Dengan perkembangan agama Buddha di India pada abad ke-3 M, orang India memakai sandal kayu dengan tali, dan bangsawan mengenakan sandal dihiasi dengan permata. Bagi orang India sandal jenis yang lain adalah chappal. Sandal jenis ini yang umumnya dipakai di sejumlah negara Asia dan Timur Tengah di mana ia adalah praktik umum untuk menghapus sepatu seseorang sebelum memasuki bangunan. Niaal, misalnya, adalah sandal sederhana yang dibuat dengan tebal menyembunyikan unta tunggal dan tali dari kulit, kain atau bahkan membentuk atas logam, dan dikenakan di banyak negara Timur Tengah.
Sepatu tertua yang masih dipakai hingga saat ini ialah sandal buatan Jepang, yang terbuat dari jerami padi, dipelintir menjadi tali dan anyaman untuk membentuk sandal yang satunya, dengan tali bertindak sebagai tali. Ditahbiskan sebagai aswaraji, sandal ini secara tradisional dipakai oleh petani, dan mungkin diperkenalkan dari Cina pada abad kedelapan. Thezoriis versi Jepang modern dari jerami sandal, secara tradisional dibuat dengan anyaman jerami sol dengan sedotan tali thong antara jari kaki, dan awalnya dikenakan oleh kelas atas. Sepatu lain yang dikembangkan pada akhir abad kedelapan adalah thegeta, sandal thong kayu dengan tali kain, umumnya dengan satu-tiga lapis di bawahnya.
Seperti halnya lanskap iklim benua Afrika, sebagian besar cuaca di Amerika Latin hangat dan panas, membuat sebagian besar orang menggunakan alas kaki berbentuk tradisional. Huarachesare (sandal khas Meksiko) dibuat dengan alas kaki luar dari daur ulang ban, berlapis kulit, dan anyaman kulit bagian atas. Mereka telah dipakai di banyak wilayah di Amerika Tengah dan Selatan. Orang Suku Maya, misalnya, dikisahkan bahwa mereka mengenakan sandal yang terbuat dari kulit dan tali terbuat dari serat tanaman, yang bertali kaki. Petani Aztec sering pergi tanpa alas kaki, tetapi bangsawan mengenakan sandal yang terbuat dari kulit dan anyaman serat tali tanaman, seringkali dihiasi, sementara di Amerika Selatan, Bangsa Inca mengenakan sandal yang terbuat dari anyaman sol serat dan bagian atasnya terbuat dari fiber atau kulit llama yang berkualitas bagus. Bahkan di Amerika Utara, di mana sepatu sandal populer sebagai alas kaki, orang Indian yang tinggal di Barat Daya pernah memakai sandal terbuat dari serat yucca tenun. Sandal ini dirancang untuk melindungi kaki dari batu dan kerikil lainnya yang umum di Barat Daya. Selain itu, telapak dirancang untuk kontraksi dan tahan air, sehingga mereka bisa dikenakan di sungai yang mengalir ke daerah itu.

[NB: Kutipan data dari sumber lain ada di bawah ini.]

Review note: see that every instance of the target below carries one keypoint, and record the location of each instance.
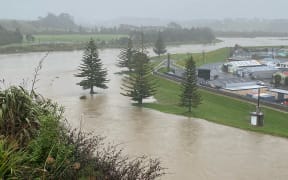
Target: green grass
(218, 55)
(76, 38)
(219, 109)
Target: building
(233, 66)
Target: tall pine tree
(190, 96)
(126, 56)
(139, 84)
(91, 69)
(159, 47)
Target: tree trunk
(140, 101)
(91, 90)
(190, 105)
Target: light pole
(257, 117)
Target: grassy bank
(219, 109)
(218, 55)
(60, 42)
(70, 42)
(76, 38)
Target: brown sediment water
(190, 148)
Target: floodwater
(190, 148)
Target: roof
(279, 91)
(244, 63)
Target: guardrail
(225, 93)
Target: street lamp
(257, 117)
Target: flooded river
(190, 148)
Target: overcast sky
(163, 9)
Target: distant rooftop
(279, 91)
(245, 63)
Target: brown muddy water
(190, 148)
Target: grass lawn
(76, 38)
(218, 55)
(219, 109)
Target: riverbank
(217, 108)
(71, 42)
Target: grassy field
(218, 55)
(59, 42)
(219, 109)
(76, 38)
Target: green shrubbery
(37, 143)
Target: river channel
(190, 148)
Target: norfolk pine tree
(159, 47)
(190, 96)
(91, 69)
(126, 55)
(139, 84)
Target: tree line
(9, 37)
(138, 82)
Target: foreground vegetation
(219, 109)
(37, 143)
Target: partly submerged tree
(159, 47)
(91, 69)
(277, 80)
(190, 96)
(139, 84)
(126, 56)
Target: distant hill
(9, 37)
(51, 23)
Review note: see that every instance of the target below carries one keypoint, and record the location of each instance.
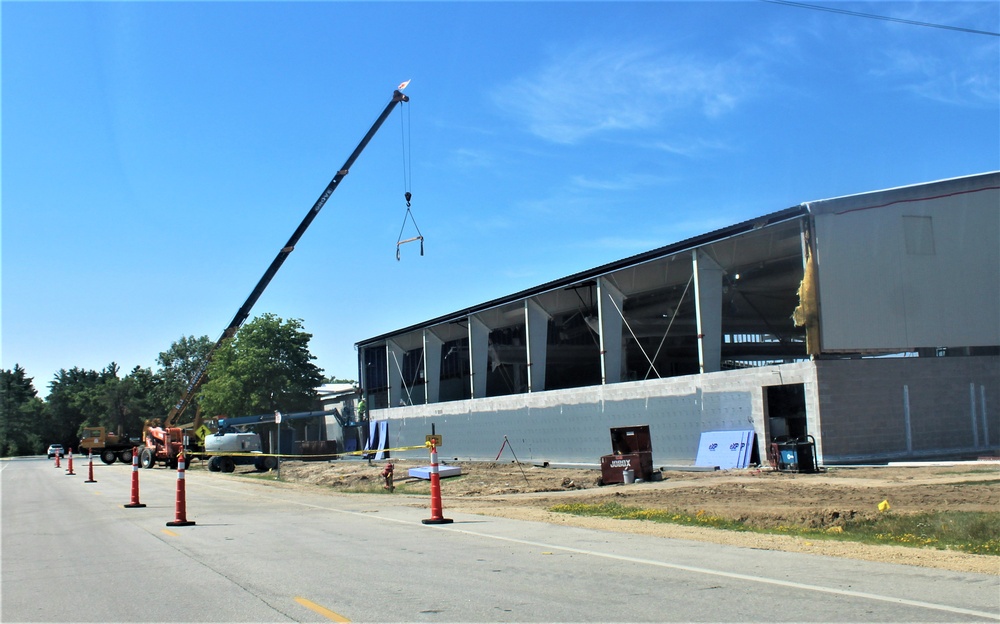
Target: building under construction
(868, 324)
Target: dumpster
(631, 451)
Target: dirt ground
(760, 497)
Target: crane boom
(244, 311)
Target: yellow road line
(330, 615)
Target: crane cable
(404, 129)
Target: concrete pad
(424, 472)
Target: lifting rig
(164, 444)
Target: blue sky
(156, 156)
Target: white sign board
(725, 449)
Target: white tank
(233, 443)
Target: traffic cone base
(180, 502)
(436, 508)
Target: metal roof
(583, 276)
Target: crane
(244, 312)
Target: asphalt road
(72, 553)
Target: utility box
(631, 450)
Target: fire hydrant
(387, 475)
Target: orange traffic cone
(180, 506)
(436, 511)
(90, 468)
(135, 480)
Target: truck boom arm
(241, 315)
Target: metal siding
(573, 426)
(876, 296)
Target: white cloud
(592, 90)
(962, 80)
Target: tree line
(265, 366)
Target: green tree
(179, 366)
(76, 396)
(21, 414)
(265, 367)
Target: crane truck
(164, 442)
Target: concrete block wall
(954, 408)
(573, 425)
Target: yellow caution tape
(363, 452)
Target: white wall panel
(911, 267)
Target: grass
(971, 532)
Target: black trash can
(805, 451)
(796, 454)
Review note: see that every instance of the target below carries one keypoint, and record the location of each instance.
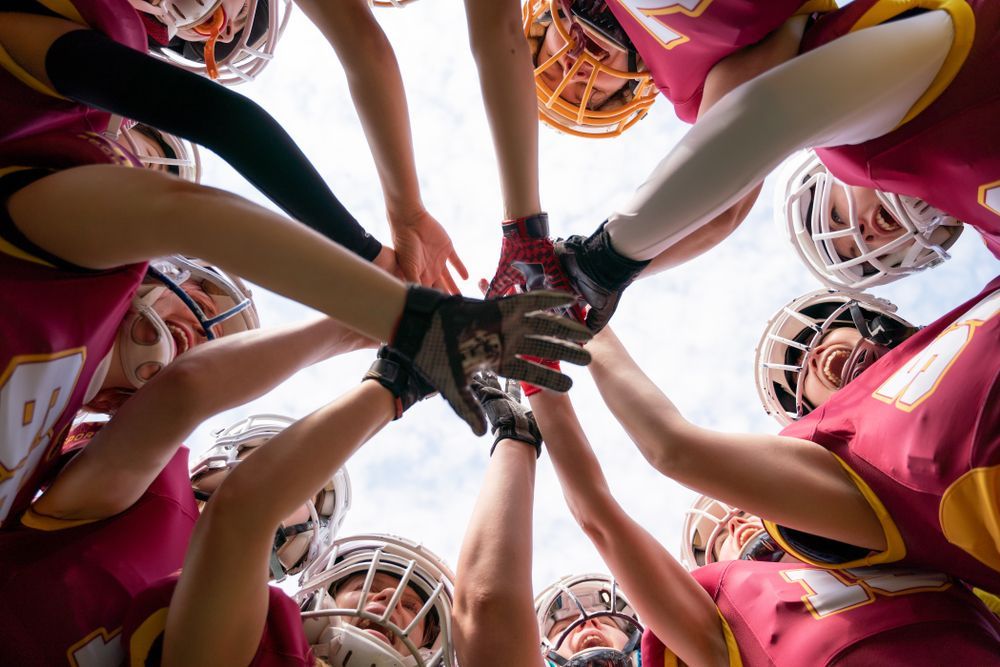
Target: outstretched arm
(422, 245)
(494, 615)
(855, 88)
(755, 472)
(118, 465)
(667, 598)
(506, 79)
(219, 608)
(86, 66)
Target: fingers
(537, 375)
(549, 324)
(466, 407)
(553, 349)
(458, 265)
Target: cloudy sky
(693, 329)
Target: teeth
(885, 222)
(180, 337)
(833, 366)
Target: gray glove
(509, 418)
(448, 338)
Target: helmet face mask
(296, 545)
(706, 527)
(588, 38)
(229, 40)
(794, 334)
(368, 632)
(594, 600)
(906, 234)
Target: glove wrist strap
(606, 265)
(532, 226)
(418, 311)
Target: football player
(221, 611)
(899, 466)
(579, 621)
(762, 613)
(817, 344)
(713, 531)
(875, 80)
(118, 516)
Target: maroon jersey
(680, 41)
(66, 586)
(785, 614)
(947, 151)
(58, 326)
(919, 433)
(282, 644)
(28, 106)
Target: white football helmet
(364, 634)
(590, 31)
(295, 546)
(157, 150)
(232, 299)
(804, 210)
(785, 350)
(578, 599)
(706, 526)
(231, 41)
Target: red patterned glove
(529, 389)
(528, 261)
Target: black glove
(448, 338)
(509, 418)
(598, 273)
(395, 372)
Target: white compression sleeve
(853, 89)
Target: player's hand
(395, 372)
(597, 273)
(424, 250)
(449, 338)
(509, 418)
(528, 261)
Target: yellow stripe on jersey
(895, 549)
(64, 8)
(8, 63)
(32, 519)
(970, 514)
(964, 21)
(145, 635)
(812, 6)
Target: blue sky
(693, 329)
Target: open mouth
(182, 338)
(885, 223)
(377, 631)
(832, 363)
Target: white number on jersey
(914, 383)
(98, 649)
(34, 391)
(646, 12)
(831, 592)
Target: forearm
(367, 57)
(493, 596)
(665, 596)
(506, 78)
(147, 90)
(851, 90)
(218, 610)
(75, 215)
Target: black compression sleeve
(86, 66)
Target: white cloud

Kiwari, sandal tidak lagi sekadar alas kaki. Produk ini telah berevolusi menjadi berbagai gaya, dari sandal datar untuk sandal platform hingga untuk sandal bertumit tinggi. Andre Perugia, seorang desainer untuk Paul Poiret, membuat sandal populer di kalangan Eropa modis, mengikat konsep ini untuk gaya hidup di Riviera Perancis, pada 1920. (Mereka sempat populer di Eropa pada akhir abad ke delapan belas, tapi inovasi itu tidak berlangsung lama.) Pada 1930, sandal bertumit tinggi muncul berkat penemuan dari dari Salvatore Ferragamo dari dukungan lengkungan logam, yang memungkinkan untuk sepatu hak tinggi tanpa jari kaki tertutup untuk memegang kaki, termasuk contoh terpopuler saat ini karena perempuan “zaman now” terbiasa menampilkan kuku mereka dengan hati-hati, dengan memakai sandal bertumit tinggi. Hari ini, sandal lebih bersifat fungsional. Mereka bisa terlihat lebih seksi, karena kaki hampir terlihat telanjang, hanya ditutupi dengan tali sederhana.